Like sex, Powder 8s are normally done with a partner but hey, doing it alone isn't so bad, either.

Then I made another 50 turns.



and another.



And so on......

Friday, August 07, 2009

Termas de Chillan, Chile

Conditions in Chile were perfect for tracking the Rare Alpine Skunk. It had been dumping for two days prior to our arrival in Nevados de Chillan.

Nevados de Chillan is reminiscent of Alta, but substantially larger. Mostly above treeline, very steep, very rocky. One major difference between Chillan and Alta is that the Chilean locals can't ski worth shit, so when conditions are good, you've got the steeps to yourself. Unlike Alta and Snowbird, a powder day doesn't consist of 400 local legends-in-their-own-minds elbowing you out of the way in the lift line and cursing at you. As is typical of South American ski resorts, more than half the terrain is only accessible via hiking or skinning. A very cool local phenomenon on the mountain are several volcanic hot springs. Traversing across an awesome, almost-vertical face in hip-deep powder, you'll get a strong whiff of sulfur. Suddenly, in front of you will appear a raging mountain stream erupting from the snow, and the water is hot. Steam billows into the sky.

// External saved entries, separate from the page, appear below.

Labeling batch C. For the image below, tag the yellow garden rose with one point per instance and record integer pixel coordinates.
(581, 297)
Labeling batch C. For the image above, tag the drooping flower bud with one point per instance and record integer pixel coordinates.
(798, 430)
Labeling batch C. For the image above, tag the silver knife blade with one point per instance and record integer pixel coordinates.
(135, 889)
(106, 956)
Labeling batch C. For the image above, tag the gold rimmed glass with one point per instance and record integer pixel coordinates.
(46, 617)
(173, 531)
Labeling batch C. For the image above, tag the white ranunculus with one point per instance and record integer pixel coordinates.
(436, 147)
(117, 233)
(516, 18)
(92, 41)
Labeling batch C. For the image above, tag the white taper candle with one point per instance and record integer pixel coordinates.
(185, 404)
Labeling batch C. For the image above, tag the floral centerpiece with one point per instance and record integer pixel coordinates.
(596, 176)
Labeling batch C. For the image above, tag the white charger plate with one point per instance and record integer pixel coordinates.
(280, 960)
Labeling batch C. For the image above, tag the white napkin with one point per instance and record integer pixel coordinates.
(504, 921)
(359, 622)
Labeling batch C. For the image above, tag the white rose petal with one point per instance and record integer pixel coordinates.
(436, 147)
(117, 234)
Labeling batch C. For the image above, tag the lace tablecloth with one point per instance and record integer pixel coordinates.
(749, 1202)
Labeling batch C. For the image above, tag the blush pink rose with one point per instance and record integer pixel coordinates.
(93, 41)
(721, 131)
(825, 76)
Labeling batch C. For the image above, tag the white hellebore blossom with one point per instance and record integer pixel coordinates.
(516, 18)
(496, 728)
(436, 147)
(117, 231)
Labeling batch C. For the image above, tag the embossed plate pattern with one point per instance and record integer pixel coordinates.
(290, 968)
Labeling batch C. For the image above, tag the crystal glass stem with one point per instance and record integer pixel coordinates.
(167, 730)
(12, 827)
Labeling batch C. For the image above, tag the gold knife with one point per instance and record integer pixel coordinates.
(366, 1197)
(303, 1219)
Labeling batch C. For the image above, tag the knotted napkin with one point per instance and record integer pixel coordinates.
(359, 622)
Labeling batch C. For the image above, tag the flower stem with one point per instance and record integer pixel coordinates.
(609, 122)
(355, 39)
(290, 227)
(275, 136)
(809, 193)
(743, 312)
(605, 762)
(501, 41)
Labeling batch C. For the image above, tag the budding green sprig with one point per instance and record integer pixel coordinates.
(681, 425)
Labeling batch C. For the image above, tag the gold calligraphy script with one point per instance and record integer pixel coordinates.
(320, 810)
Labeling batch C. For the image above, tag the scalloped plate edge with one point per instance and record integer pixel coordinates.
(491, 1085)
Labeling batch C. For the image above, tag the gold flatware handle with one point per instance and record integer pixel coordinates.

All the indicators were pointing to a potential Skunk sighting at Nevados de Chillan:

20 inches of fresh powder? Check.

Steep and Deep? Check.

Snow soccer, anyone?

Nobody around. Virgin, untracked powder everywhere. Check.

No pasar? No problem in Chile. Just lift the ropes and go for it.

Yours truly, with CASA Tours owner David Johnson, aka Gomez.

Yours truly with the Antuco Volcano (see perfect snow-covered cone just above my head). Supposedly, when the conditions are right, Antuco can be skinned or hiked, after which you can ski about 6000 vertical feet down to a place called the M.I. Lodge. We had dinner at the M.I. Lodge last night, after which some of the group soaked in the hot springs. I was so beat from shredding hip-deep powder all day, from bell to bell, that I passed on the hot springs and was asleep by 9:15.

A quick plug for Maui Cyclery. My K2 Coombas have been working spectacularly. Great ski.

Looks like a Rare Alpine Skunk has been here.

Here too.

Here too.

The elusive Alpine Skunk is all over this mountain.


For the first skiing day at Chillan it continued to dump. Fantastic skiing, but sketchy visibility. Our adventures were mostly limited to inbounds, even with our hired guides, because skiing off cliffs obscured by weather and falling to our death was not on the agenda.

The second day was truly epic, in the finest sense of the word. Overcast but clear, miles of untracked powder, nobody around except our group. Not one minute spent inbounds, except when we took a lunch break at the lodge.